June 17: Death is a dialogue between the spirit and the dust. “Dissolve,” says death. From the haiku scrolls (“Keep out!”) of Lao Tzu, age 16:

Lotus petals float,

swimming in the summer breeze

I hate my parents.

From the correspondence of John Keats and an adolescent friend, apparently named “Marty”:

Note #1: HeY jOhN, wHaT R U dOiNg?

Note #2: Nothing. Curse this school-related busywork! I adore beautiful idolence!

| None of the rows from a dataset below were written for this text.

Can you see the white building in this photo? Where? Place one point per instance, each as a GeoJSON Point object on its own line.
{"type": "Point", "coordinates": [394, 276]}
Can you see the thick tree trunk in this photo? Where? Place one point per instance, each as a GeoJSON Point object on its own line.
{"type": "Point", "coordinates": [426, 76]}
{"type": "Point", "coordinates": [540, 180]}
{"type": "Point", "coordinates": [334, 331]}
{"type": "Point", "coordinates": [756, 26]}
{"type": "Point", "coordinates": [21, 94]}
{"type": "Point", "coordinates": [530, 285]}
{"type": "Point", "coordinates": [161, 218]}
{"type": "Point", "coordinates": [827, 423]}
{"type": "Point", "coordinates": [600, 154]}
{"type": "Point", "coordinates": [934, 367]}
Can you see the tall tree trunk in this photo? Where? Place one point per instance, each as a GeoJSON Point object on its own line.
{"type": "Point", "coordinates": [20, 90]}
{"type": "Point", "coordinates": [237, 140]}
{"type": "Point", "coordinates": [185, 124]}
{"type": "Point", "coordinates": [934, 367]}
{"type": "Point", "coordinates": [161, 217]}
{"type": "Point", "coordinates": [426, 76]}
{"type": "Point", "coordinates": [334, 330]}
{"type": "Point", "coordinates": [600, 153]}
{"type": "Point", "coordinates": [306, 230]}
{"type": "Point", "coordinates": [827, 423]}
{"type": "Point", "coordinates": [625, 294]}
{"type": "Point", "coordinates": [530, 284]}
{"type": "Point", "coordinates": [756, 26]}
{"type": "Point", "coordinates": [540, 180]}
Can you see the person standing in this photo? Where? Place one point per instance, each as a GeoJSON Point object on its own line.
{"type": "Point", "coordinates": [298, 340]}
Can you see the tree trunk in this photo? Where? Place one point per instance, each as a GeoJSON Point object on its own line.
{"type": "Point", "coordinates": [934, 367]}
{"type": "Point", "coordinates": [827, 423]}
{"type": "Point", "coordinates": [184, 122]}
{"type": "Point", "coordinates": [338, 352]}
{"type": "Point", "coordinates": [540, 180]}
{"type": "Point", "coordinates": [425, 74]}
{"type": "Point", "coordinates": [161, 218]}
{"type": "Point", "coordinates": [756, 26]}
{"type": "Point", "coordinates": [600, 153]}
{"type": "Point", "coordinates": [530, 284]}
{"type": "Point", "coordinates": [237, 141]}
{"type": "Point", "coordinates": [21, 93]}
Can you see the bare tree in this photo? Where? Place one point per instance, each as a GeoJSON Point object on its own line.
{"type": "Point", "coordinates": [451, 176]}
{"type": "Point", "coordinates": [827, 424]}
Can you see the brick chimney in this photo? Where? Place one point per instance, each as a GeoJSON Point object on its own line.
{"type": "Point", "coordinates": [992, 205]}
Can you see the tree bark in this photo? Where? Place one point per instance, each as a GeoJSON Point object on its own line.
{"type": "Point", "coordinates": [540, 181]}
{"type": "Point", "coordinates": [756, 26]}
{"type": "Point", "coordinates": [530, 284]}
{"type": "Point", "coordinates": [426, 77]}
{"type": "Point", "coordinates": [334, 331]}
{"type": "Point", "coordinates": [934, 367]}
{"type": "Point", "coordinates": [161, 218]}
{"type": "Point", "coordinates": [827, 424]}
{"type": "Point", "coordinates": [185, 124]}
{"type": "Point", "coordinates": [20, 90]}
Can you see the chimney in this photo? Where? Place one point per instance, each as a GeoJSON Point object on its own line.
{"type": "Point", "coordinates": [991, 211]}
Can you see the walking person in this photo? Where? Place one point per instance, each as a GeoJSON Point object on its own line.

Note #3: Why? Doing nothing sUx0rz!

Note #4: Oh but Marty, I don’t want to be in class. I want to run and jump and fondle my private bits all of the day! Yesternight I could do nothing save for daydreaming and staring at a Grecian urn of mine. I stared and stared until the figures became as moving figures on a carousel, except they were naked maidens! Verily, I reveled in my splend’rous youth, and masturbated!

Note #5: Dood, John, that’s all you ever do anymore. Seriously, it’s a problem. Chill. From a journal entry of Samuel Taylor Coleridge, age 14 > I was really bored today so I went down to the docks. It was cool ’cause I shot this huge albatross. Bam! Straight down, like a rock. When it fell at my feet, I just kind of looked at it. But it was boring so I went home. I hope Mom made potatoes for dinner. From Friedrich Nietzsche’s 10th grade class project entitled “Religion”: > Hey, church is pretty sweet.